Forever In Our Hearts

A few months ago, a guy came closer to me in my life. He did everything I wanted from a man, said all the right things, and did all the right things. Feelings were felt from both of us. All of the sudden, things got completely flipped all the way upside down more than I could ever have believed that could happen and he was out of the picture for good. Bad things were happening back to back, I thought it would never end and was struggling to pull through it all.

One big thing that happened is I became pregnant. I was due in February. I was nervous, scared, and depressed. It was a very hard time in my life at that moment because of everything that was going on in all aspects. Finally after a while things had started settling down. I was beginning to be happy and excited about the pregnancy. Not with who it happened with or how it happened, but because the baby was a blessing. I started having a lot of family support and thinking things were getting better. My sisters helped me so much with picking out the names and helping me get ready for the baby. I had the perfect names picked out that fit the baby so perfectly. My Littles and I were so excited. Things were better and I wasn’t as stressed out as before but was still just a little bit.

I was excited to be able to have a baby again. I was going to babywear, breastfeed, and do everything else I had never knew about really when my Littles were babies. I was happy to be able to have that bond again since I had never really gotten it with my son when he was a baby due to post partum depression. My Littles were so excited about having a baby brother or sister. They were going to help me out and be such good older siblings. I had the cutest boys and girls clothes that I had bought for the baby. I had bought my first pack of diapers too. I was trying to get a head start on getting everything ready for the baby so I wouldn’t have to struggle like I did with my Littles when they were younger. I was happy, excited, and blessed.

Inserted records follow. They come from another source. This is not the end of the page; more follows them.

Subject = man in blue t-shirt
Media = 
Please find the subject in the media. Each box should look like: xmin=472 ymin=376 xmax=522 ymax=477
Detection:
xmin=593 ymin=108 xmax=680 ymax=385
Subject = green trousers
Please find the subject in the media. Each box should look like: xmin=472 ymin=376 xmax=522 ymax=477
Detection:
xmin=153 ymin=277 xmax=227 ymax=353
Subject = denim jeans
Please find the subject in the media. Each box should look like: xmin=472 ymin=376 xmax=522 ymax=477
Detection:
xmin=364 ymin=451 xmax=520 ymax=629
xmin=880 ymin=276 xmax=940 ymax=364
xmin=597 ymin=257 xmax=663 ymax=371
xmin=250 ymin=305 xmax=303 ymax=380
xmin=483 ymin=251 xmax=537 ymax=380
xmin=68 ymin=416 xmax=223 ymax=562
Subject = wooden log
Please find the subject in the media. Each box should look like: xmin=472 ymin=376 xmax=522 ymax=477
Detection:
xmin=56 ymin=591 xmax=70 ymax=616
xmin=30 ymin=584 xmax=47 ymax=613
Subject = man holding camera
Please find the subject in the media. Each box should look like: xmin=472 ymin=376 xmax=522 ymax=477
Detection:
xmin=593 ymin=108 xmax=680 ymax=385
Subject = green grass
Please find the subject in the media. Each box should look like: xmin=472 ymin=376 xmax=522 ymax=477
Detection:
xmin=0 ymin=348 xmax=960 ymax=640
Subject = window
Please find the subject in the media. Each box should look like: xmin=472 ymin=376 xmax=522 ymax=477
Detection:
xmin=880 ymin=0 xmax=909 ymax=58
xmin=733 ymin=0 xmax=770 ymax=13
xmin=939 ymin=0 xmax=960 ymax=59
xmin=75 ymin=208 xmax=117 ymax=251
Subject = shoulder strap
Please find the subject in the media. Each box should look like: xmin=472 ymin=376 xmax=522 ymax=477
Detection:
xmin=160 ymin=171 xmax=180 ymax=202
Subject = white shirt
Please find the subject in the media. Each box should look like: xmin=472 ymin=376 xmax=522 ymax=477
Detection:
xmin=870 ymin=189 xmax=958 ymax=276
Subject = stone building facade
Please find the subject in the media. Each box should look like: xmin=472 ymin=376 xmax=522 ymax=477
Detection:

One day I started having bad back and stomach pains. For a while, I could handle them. I thought it was just because I was doing too much or was stressed out still a bit so I tried to relax. I ended up having a miscarriage. It was one of the most heartbreaking things I’ve been through. I fell back into my depression, didn’t want to do anything, and cried most of the time. I tried to put up a big tough front but really I was dying on the inside and mourning my baby that I lost. Every time I seen or heard or touched a baby, I died a little more on the inside and grieved even more for my baby that I lost.

It’s been two weeks since I’ve had the miscarriage. Some things have gotten a little easier, some things haven’t. My heart still breaks when I see or hear or touch a baby because I can’t do that with my baby that I lost. I had gotten clothes, blankets, and other items already for the baby that are just sitting there in my room that I have to pass every single day. It’s heartbreaking. My baby won’t be here in February. My baby won’t be wearing any of the adorable outfits I got it. My baby won’t be in my arms or laying against my chest. My baby won’t be here.

My baby will be in my heart always and forever.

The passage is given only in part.